I had a C64 on which I installed a reset switch into my HES-MON assembler
cartridge. I used it for several years that way. I eventually gave the
64 to my nephew and I believe the machine still works to this day,
although I doubt the HES-MON got much use after I gave it away.
I did manage to fry a couple of sound chips, probably by feeding too many
nasty signals through the (band-pass?) filter input on the sound DIN.

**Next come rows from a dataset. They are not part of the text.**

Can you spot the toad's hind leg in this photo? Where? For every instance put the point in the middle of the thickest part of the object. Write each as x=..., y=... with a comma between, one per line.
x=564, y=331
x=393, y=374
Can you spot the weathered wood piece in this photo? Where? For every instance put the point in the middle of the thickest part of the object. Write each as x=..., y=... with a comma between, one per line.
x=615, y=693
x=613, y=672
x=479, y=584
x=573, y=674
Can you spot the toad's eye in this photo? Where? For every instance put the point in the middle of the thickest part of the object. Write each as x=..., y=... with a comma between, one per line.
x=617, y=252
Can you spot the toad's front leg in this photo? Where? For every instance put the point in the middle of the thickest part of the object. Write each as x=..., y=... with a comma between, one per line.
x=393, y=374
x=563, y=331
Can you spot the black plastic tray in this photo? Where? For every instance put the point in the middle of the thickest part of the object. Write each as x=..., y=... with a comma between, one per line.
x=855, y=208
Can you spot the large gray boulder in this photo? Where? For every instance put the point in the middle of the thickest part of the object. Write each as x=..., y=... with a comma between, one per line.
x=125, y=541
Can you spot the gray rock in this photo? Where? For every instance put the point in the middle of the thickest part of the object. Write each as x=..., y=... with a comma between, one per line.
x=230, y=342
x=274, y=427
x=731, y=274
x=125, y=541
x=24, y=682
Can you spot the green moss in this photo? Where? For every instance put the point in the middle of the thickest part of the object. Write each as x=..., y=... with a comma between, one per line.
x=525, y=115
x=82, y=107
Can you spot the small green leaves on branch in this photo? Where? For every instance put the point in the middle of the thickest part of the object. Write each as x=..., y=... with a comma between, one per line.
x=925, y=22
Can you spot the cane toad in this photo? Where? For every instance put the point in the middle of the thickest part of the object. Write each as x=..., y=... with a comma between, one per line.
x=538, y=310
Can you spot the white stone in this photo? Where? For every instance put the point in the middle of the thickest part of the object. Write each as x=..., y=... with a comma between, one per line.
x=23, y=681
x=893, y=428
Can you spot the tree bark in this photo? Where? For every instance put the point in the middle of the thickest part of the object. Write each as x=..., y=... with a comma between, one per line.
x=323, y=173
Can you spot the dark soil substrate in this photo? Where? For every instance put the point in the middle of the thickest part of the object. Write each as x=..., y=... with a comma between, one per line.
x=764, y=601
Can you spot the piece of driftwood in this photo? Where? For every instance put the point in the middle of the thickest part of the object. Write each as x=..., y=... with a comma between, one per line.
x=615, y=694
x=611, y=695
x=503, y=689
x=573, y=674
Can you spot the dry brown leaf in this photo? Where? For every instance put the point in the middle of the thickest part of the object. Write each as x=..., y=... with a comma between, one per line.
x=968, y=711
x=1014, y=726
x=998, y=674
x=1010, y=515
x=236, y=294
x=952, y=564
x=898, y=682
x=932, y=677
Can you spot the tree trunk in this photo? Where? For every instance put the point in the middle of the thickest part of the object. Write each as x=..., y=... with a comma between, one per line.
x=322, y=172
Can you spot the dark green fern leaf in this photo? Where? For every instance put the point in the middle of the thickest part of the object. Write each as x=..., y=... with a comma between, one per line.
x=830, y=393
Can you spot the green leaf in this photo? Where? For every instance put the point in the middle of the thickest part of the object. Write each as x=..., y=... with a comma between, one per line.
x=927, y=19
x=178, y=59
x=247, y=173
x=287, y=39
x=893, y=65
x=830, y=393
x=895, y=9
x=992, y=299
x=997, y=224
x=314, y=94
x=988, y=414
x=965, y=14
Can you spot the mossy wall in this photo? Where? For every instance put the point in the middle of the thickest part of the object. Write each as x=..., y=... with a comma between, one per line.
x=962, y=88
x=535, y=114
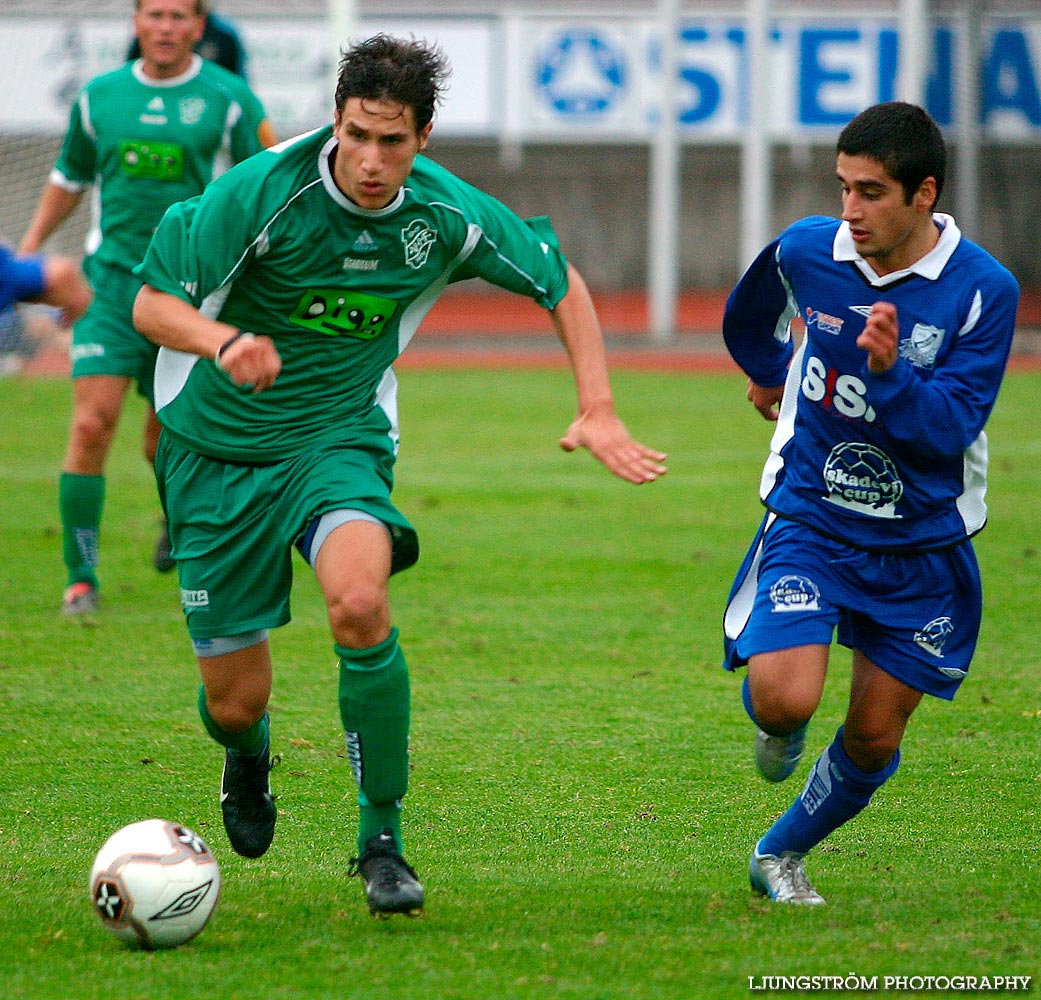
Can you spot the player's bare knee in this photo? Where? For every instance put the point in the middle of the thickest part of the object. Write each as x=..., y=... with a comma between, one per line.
x=780, y=712
x=92, y=430
x=870, y=751
x=360, y=611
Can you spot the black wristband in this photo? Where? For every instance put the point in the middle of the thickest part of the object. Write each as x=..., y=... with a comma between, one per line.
x=227, y=343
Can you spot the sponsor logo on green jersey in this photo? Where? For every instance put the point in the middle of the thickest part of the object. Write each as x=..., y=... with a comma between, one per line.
x=144, y=158
x=344, y=313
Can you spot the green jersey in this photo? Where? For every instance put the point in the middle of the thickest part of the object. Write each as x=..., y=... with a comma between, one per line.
x=147, y=144
x=274, y=247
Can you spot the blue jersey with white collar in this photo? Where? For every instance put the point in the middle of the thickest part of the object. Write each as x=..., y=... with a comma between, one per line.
x=893, y=461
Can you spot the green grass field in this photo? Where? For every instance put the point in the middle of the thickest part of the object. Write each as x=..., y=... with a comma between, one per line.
x=583, y=798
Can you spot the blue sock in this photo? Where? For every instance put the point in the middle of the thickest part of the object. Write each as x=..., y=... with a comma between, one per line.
x=836, y=791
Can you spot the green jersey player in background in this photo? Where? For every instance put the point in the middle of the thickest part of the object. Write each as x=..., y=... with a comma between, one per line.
x=149, y=134
x=281, y=298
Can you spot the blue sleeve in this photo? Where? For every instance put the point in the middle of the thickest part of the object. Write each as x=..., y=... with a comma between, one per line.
x=757, y=321
x=944, y=414
x=21, y=278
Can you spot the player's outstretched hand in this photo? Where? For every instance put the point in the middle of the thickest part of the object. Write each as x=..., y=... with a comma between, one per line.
x=881, y=337
x=765, y=399
x=252, y=362
x=607, y=439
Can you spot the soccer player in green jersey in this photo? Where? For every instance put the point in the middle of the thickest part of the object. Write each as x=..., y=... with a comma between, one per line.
x=281, y=298
x=149, y=134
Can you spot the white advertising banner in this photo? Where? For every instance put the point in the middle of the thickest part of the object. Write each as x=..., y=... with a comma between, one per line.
x=536, y=78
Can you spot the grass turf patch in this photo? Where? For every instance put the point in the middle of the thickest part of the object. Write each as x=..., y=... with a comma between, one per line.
x=583, y=799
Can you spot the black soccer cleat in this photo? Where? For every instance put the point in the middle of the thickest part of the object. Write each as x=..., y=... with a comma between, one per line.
x=391, y=886
x=247, y=803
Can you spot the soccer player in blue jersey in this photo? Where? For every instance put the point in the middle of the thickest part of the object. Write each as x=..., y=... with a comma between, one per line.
x=877, y=475
x=54, y=281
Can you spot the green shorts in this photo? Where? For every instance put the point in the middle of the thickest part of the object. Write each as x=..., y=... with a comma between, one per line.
x=104, y=340
x=233, y=528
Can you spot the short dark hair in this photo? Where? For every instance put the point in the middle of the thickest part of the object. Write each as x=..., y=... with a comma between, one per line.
x=387, y=69
x=202, y=8
x=904, y=138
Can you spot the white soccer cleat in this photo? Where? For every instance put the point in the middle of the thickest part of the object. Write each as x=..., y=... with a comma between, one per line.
x=777, y=757
x=782, y=878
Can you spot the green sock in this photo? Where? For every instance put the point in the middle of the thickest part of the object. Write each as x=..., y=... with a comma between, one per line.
x=250, y=742
x=374, y=708
x=80, y=501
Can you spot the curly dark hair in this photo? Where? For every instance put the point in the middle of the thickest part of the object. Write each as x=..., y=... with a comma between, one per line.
x=383, y=68
x=904, y=138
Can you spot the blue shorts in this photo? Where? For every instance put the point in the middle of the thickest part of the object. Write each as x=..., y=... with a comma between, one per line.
x=915, y=616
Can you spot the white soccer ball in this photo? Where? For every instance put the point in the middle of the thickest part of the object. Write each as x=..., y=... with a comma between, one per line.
x=154, y=883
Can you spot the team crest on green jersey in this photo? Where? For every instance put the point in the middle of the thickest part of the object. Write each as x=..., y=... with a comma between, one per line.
x=336, y=312
x=192, y=109
x=146, y=159
x=417, y=237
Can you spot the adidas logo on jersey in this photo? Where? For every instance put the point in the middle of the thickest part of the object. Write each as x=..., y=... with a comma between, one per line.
x=364, y=244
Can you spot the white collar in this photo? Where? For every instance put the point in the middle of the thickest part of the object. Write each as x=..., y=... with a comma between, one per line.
x=929, y=266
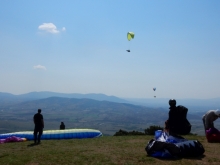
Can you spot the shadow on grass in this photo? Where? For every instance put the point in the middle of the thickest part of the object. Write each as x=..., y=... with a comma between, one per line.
x=195, y=158
x=4, y=155
x=179, y=158
x=32, y=144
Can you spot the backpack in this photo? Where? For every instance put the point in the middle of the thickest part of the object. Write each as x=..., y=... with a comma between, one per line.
x=181, y=125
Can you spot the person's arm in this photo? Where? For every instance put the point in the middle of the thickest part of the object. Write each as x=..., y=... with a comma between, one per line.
x=42, y=123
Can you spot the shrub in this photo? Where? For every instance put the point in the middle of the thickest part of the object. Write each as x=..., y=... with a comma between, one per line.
x=151, y=130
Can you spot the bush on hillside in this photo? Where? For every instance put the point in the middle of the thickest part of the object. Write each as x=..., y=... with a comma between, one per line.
x=151, y=130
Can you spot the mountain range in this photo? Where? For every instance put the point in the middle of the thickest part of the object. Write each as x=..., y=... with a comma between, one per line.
x=97, y=111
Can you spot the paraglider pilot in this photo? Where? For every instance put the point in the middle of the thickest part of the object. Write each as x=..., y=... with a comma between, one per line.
x=39, y=125
x=177, y=122
x=208, y=120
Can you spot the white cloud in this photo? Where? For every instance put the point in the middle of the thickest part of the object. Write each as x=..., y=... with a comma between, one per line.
x=40, y=67
x=48, y=27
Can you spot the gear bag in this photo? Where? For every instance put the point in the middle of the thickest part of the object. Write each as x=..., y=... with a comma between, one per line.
x=180, y=124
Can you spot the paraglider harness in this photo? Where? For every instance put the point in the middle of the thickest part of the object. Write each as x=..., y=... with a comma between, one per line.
x=177, y=122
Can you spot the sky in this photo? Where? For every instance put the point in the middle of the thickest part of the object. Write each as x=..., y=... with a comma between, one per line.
x=80, y=47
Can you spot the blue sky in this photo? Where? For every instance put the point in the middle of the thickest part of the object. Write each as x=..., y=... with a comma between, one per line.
x=80, y=47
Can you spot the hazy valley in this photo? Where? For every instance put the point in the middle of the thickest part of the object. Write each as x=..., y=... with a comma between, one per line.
x=97, y=111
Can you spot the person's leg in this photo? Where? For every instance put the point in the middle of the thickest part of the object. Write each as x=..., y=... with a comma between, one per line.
x=203, y=120
x=39, y=135
x=35, y=135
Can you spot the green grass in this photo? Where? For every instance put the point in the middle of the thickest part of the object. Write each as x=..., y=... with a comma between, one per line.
x=109, y=150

In college I picked up a discarded Televideo 950 terminal with a 6502
processor. It had a habit of hanging on invalid escape codes, so I
soldered a momentary push button switch on its reset pin. It also
continued to work up to being discarded.
The capacitor probably would have been a good idea in either case.
Paul
On Thu, 23 Mar 2000, Tony Duell wrote:
Quite, I've got to say this is an EXTREMELY BAD way of resetting a C64 in my
experience.
Yes, but I would have thought that the main problem is that you're
effectively shorting an output (namely the output of the chip that
normally generates the reset signal) to ground. This is not generally a
good idea.
I am suprised it was the processor that failed, though. AFAIK, the
processor in a C64 never outputs anything to the reset line.
There's a fairly easy modification IIRC that adds a reset switch in
parallel with a capacitor in the reset circuit. This is a safe way to do
it. It's fairly obvious how to do this given a C64 schematic. If anyone
is seriously interested, I'll see what I can find.